Moltissimi appassionati considerano la Volkswagen Golf GTI come la prima vera hot hatch quando è stata rilasciata nel 1976. Vero che si tratta di un simbolo, un’icona del mondo hot hatch. Ma dobbiamo contraddire questa convinzione: non è la prima, non è lei ad aver “inaugurato” la categoria.

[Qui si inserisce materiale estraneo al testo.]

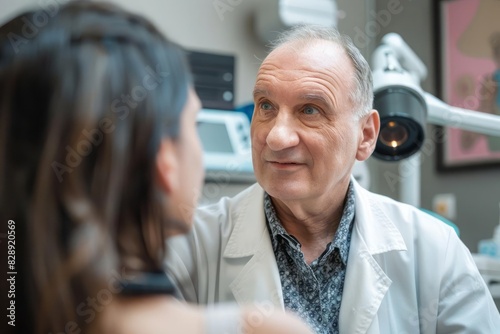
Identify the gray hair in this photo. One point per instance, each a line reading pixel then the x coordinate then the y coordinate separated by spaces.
pixel 362 95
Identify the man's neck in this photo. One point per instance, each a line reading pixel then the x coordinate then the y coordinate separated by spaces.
pixel 313 224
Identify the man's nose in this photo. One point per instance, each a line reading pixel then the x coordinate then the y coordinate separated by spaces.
pixel 283 133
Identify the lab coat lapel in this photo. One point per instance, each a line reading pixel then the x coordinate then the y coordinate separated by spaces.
pixel 366 283
pixel 259 279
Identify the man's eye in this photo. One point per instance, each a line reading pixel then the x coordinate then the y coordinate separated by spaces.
pixel 309 110
pixel 266 106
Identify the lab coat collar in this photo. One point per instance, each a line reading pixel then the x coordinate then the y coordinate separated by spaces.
pixel 381 235
pixel 366 283
pixel 249 223
pixel 377 229
pixel 259 280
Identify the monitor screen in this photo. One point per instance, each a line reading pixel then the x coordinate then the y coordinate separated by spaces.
pixel 214 137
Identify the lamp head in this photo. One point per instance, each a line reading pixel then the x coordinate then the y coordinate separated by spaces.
pixel 402 108
pixel 402 119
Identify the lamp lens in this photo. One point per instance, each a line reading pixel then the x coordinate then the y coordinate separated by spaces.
pixel 393 134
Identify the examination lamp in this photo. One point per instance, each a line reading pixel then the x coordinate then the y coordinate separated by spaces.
pixel 398 99
pixel 405 108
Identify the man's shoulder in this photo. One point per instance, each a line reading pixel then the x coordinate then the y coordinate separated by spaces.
pixel 408 219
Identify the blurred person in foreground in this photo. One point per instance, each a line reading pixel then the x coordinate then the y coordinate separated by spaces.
pixel 308 237
pixel 100 162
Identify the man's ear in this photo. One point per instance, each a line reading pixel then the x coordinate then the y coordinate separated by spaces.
pixel 370 127
pixel 167 167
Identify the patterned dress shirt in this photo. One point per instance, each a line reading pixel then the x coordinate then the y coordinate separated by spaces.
pixel 314 291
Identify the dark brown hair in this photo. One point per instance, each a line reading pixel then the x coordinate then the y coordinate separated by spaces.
pixel 84 105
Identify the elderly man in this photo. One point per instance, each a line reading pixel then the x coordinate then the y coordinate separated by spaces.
pixel 307 237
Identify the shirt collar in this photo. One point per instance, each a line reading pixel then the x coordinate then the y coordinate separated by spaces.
pixel 341 239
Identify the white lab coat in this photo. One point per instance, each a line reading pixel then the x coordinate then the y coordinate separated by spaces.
pixel 407 272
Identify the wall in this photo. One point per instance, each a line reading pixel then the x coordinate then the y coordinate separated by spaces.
pixel 477 192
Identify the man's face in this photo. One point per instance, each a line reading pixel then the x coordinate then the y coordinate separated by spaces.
pixel 305 134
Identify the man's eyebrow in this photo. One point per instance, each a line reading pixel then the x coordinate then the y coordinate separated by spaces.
pixel 258 91
pixel 315 97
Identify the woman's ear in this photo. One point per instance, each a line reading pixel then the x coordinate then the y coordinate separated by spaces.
pixel 167 167
pixel 370 127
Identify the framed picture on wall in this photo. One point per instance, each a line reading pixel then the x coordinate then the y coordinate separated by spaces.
pixel 469 52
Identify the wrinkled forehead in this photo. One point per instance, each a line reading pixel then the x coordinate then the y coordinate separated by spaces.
pixel 311 54
pixel 314 60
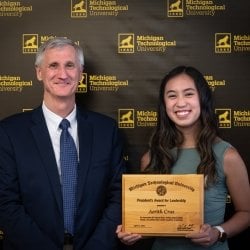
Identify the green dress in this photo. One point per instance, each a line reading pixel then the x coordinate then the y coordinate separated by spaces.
pixel 215 199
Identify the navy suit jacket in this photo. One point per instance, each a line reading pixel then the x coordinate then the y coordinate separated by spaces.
pixel 31 214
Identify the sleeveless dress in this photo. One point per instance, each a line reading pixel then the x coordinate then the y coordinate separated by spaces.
pixel 215 198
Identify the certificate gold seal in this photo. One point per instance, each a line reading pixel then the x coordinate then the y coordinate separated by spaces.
pixel 162 205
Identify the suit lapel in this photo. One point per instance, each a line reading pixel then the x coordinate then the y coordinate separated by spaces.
pixel 44 144
pixel 85 134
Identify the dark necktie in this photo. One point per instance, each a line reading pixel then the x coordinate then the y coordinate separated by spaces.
pixel 69 162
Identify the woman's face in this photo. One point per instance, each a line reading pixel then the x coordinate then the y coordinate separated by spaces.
pixel 182 101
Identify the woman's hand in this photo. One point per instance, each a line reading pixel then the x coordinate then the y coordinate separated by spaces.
pixel 126 237
pixel 206 237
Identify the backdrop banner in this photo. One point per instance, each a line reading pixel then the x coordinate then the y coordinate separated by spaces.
pixel 129 46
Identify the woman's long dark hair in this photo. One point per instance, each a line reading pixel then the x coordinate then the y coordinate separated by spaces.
pixel 166 136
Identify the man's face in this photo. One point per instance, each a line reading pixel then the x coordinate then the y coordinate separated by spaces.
pixel 60 72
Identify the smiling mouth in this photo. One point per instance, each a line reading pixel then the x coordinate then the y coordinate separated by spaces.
pixel 182 113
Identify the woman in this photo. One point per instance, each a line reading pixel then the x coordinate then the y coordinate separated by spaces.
pixel 186 141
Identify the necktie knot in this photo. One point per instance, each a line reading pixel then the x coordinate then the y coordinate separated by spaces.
pixel 64 124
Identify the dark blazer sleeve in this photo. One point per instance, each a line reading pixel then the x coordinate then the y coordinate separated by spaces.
pixel 20 167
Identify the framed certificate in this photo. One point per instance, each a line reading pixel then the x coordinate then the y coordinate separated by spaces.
pixel 162 205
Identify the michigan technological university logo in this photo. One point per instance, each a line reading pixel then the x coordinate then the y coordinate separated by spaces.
pixel 223 43
pixel 126 118
pixel 224 117
pixel 30 43
pixel 126 43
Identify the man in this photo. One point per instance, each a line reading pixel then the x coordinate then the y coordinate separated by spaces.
pixel 32 210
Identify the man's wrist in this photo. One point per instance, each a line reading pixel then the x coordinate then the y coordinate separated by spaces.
pixel 222 234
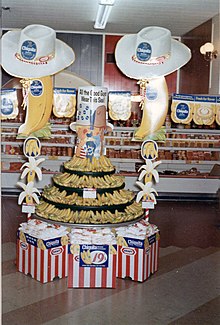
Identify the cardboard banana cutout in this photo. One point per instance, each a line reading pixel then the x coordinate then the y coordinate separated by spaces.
pixel 154 104
pixel 38 99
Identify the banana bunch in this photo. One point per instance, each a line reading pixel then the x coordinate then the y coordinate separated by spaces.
pixel 49 211
pixel 39 106
pixel 76 181
pixel 84 164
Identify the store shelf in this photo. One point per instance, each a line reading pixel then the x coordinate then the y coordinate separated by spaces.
pixel 189 148
pixel 193 131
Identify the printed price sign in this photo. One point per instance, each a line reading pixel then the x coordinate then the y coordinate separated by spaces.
pixel 94 255
pixel 89 193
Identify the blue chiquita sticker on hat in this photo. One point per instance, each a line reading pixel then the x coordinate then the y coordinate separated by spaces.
pixel 144 51
pixel 28 50
pixel 182 111
pixel 36 88
pixel 151 93
pixel 6 106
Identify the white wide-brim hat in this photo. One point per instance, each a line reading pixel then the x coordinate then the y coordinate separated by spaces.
pixel 150 53
pixel 34 52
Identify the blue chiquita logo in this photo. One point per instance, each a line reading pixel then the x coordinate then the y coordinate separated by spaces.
pixel 144 51
pixel 7 106
pixel 36 88
pixel 28 50
pixel 182 111
pixel 151 93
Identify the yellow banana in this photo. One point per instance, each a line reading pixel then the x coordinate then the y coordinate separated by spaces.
pixel 39 106
pixel 155 107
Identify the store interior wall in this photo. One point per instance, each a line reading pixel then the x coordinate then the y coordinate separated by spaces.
pixel 214 86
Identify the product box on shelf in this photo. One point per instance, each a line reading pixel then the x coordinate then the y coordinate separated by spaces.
pixel 92 261
pixel 44 260
pixel 137 257
pixel 92 266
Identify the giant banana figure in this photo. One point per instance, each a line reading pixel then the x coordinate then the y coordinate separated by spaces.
pixel 154 103
pixel 38 101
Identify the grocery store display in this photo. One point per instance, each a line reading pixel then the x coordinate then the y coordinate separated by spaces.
pixel 34 52
pixel 88 192
pixel 150 53
pixel 38 101
pixel 9 104
pixel 154 104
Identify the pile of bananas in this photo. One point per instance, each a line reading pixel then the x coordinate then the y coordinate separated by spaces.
pixel 76 181
pixel 49 211
pixel 102 164
pixel 52 194
pixel 113 204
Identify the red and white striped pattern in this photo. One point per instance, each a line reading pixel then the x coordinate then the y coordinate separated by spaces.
pixel 136 263
pixel 91 277
pixel 42 265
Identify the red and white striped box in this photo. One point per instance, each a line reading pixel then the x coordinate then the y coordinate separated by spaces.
pixel 98 271
pixel 44 260
pixel 138 258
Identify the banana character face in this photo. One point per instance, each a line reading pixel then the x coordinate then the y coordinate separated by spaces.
pixel 149 150
pixel 32 147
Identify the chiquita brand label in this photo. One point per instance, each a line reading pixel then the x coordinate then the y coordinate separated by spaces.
pixel 36 88
pixel 144 51
pixel 151 93
pixel 182 111
pixel 28 50
pixel 182 108
pixel 94 255
pixel 9 103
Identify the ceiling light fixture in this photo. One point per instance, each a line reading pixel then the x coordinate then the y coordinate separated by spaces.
pixel 104 9
pixel 208 51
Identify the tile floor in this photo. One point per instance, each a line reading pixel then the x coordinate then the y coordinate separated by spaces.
pixel 184 291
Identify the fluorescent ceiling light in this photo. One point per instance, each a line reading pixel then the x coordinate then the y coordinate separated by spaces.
pixel 104 9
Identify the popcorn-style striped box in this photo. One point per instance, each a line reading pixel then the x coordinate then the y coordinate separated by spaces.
pixel 92 266
pixel 44 260
pixel 137 258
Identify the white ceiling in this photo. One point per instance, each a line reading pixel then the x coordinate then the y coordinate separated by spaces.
pixel 127 16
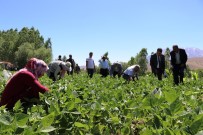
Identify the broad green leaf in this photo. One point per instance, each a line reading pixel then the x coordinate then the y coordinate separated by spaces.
pixel 171 95
pixel 125 130
pixel 17 105
pixel 81 125
pixel 6 119
pixel 21 119
pixel 48 120
pixel 47 129
pixel 168 132
pixel 176 107
pixel 196 124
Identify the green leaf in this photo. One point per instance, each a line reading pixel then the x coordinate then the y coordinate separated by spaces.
pixel 47 129
pixel 171 96
pixel 17 105
pixel 48 120
pixel 81 125
pixel 125 130
pixel 6 119
pixel 176 107
pixel 21 119
pixel 196 124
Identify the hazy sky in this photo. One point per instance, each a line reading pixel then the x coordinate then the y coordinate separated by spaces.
pixel 120 27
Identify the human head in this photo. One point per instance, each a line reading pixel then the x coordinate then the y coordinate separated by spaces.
pixel 37 67
pixel 91 54
pixel 68 64
pixel 159 51
pixel 103 57
pixel 175 48
pixel 137 68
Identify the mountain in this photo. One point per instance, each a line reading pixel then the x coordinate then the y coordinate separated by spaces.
pixel 195 58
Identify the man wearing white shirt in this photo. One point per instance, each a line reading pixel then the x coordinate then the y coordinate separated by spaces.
pixel 104 66
pixel 90 65
pixel 178 63
pixel 157 63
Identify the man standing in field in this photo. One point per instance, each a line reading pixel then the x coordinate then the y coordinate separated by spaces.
pixel 157 63
pixel 178 63
pixel 90 65
pixel 71 60
pixel 116 69
pixel 131 72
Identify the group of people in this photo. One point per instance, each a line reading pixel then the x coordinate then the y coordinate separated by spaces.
pixel 24 84
pixel 178 63
pixel 115 69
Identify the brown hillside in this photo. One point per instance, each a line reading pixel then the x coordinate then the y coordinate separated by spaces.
pixel 195 63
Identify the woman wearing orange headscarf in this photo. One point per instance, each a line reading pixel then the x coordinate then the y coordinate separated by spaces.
pixel 24 84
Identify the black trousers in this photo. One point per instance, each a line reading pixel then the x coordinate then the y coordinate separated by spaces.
pixel 104 72
pixel 159 73
pixel 178 74
pixel 90 72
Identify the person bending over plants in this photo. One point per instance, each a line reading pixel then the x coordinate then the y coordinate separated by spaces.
pixel 131 72
pixel 24 84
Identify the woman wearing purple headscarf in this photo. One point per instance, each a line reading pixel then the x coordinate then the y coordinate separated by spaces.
pixel 24 84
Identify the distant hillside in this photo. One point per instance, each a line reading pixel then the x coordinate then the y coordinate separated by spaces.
pixel 194 52
pixel 195 58
pixel 195 63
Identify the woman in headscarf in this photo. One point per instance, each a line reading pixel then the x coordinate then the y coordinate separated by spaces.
pixel 57 69
pixel 24 84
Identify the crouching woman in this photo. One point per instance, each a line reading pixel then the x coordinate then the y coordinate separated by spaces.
pixel 131 72
pixel 24 84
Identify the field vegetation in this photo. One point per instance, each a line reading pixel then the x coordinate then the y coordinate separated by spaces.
pixel 101 106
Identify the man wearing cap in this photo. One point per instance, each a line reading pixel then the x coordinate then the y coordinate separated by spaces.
pixel 57 69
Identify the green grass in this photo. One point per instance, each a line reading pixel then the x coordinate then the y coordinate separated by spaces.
pixel 79 105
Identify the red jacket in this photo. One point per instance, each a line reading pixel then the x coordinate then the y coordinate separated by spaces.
pixel 22 85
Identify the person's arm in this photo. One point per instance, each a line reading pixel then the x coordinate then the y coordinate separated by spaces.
pixel 58 69
pixel 86 64
pixel 35 84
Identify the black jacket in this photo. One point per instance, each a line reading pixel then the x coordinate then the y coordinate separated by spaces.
pixel 183 57
pixel 154 62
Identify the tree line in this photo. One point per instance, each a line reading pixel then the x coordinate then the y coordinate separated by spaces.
pixel 17 47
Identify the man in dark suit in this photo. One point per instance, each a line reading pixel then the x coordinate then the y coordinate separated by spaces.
pixel 178 63
pixel 157 63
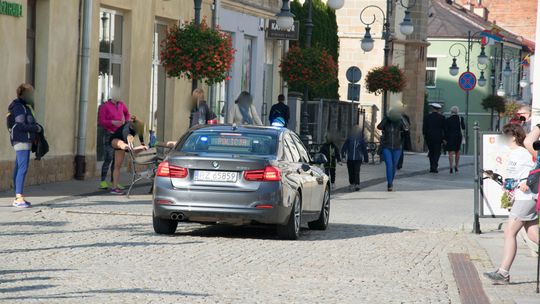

La storia delle hot hatch arriva diversi anni prima della mitica Golf. È rapidamente diventata il riferimento per tutti: compatta, potente, divertente. Ma non è il modello da cui è partita la moda e, quindi, una vera e propria categoria del mercato dell’auto. Il momento decisivo per l’arrivo della hot hatch come nuovo concetto dell’automotive, non arriva dalla Germania e neanche dalla Francia. Nasce a Milano, in Italia, nel 1971.
La Mini Cooper S aveva tutte le credenziali per essere la hot hatch “modello”. Un motore più grande, doppi carburatori, più potenza e prestazioni migliorate. Ma le mancava una caratteristica fondamentale: non era una berlina.
Per trovare la prima hot hatch non dobbiamo neanche andare a bussare all’Alfa Romeo, alla Fiat o alla Lancia. Dobbiamo rivolgerci a un marchio italiano poco conosciuto e poco ricordato: Autobianchi.
Piccolo chiarimento: solo nei primi anni Ottanta è stata necessaria un’etichetta per definire queste compatte potenti. Gli inglesi per primi hanno voluto definire l’auto compatta ad alte prestazioni con tre o cinque porte. Originariamente “hot hatchback”, è arrivata successivamente l’abbreviazione “hot hatch” che si è anche applicata retroattivamente a mezzi “tascabili” ma potenti che sono arrivati prima.
La storia della Autobianchi risale al 1885 e al produttore di biciclette con il marchio Bianchi. Nel 1955 il produttore di biciclette aprì una collaborazione con Pirelli e Fiat per iniziare a costruire automobili. Nacque così la Autobianchi. Come si arriva alla prima hot hatch? Nel 1968 Fiat prende il pieno controllo di Autobianchi e utilizza il marchio come banco di sperimentazione di tecnologie innovative.
Arriva così la Autobianchi A112, utilitaria basata sulla Fiat 128. La A112 era dotata di un quattro cilindri in linea da 42 cavalli e 903 di cilindrata. Consegnata alla Fiat Abarth riuscì a fare anche la storia dell’auto italiana.
Il quattro cilindri in linea arrivò a 982 di cilindrata, la potenza salì a 54 cavalli, freni migliorati e sospensioni più rigide. Questa la ricetta per la hot hatch. Con i cerchi sportivi in lega, un volante Momo a due razze e avrete tutti gli elementi al proprio posto.
La produzione, dal 1971, durò per ben 27 anni, ogni generazione è stata capace di migliorare un elemento. Anche se la potenza sembra troppo esigua, stiamo parlando di una A112 Abarth che pesava solo 700 kg, a passo molto corto. Tutti elementi che la rendono davvero divertente alla guida. Qualche anno dopo arrivò la prima generazione di un mito.
La Golf GTI, infatti, uscì su strada nel 1976 diventando lei il simbolo hot hatch. Dopo circa otto generazioni di Golf, la GTI rimane ancora il punto di riferimento. Ce ne sono di migliori e più potenti ma il fascino storico è rimasto a lei, oscurando del tutto la A112 Abarth.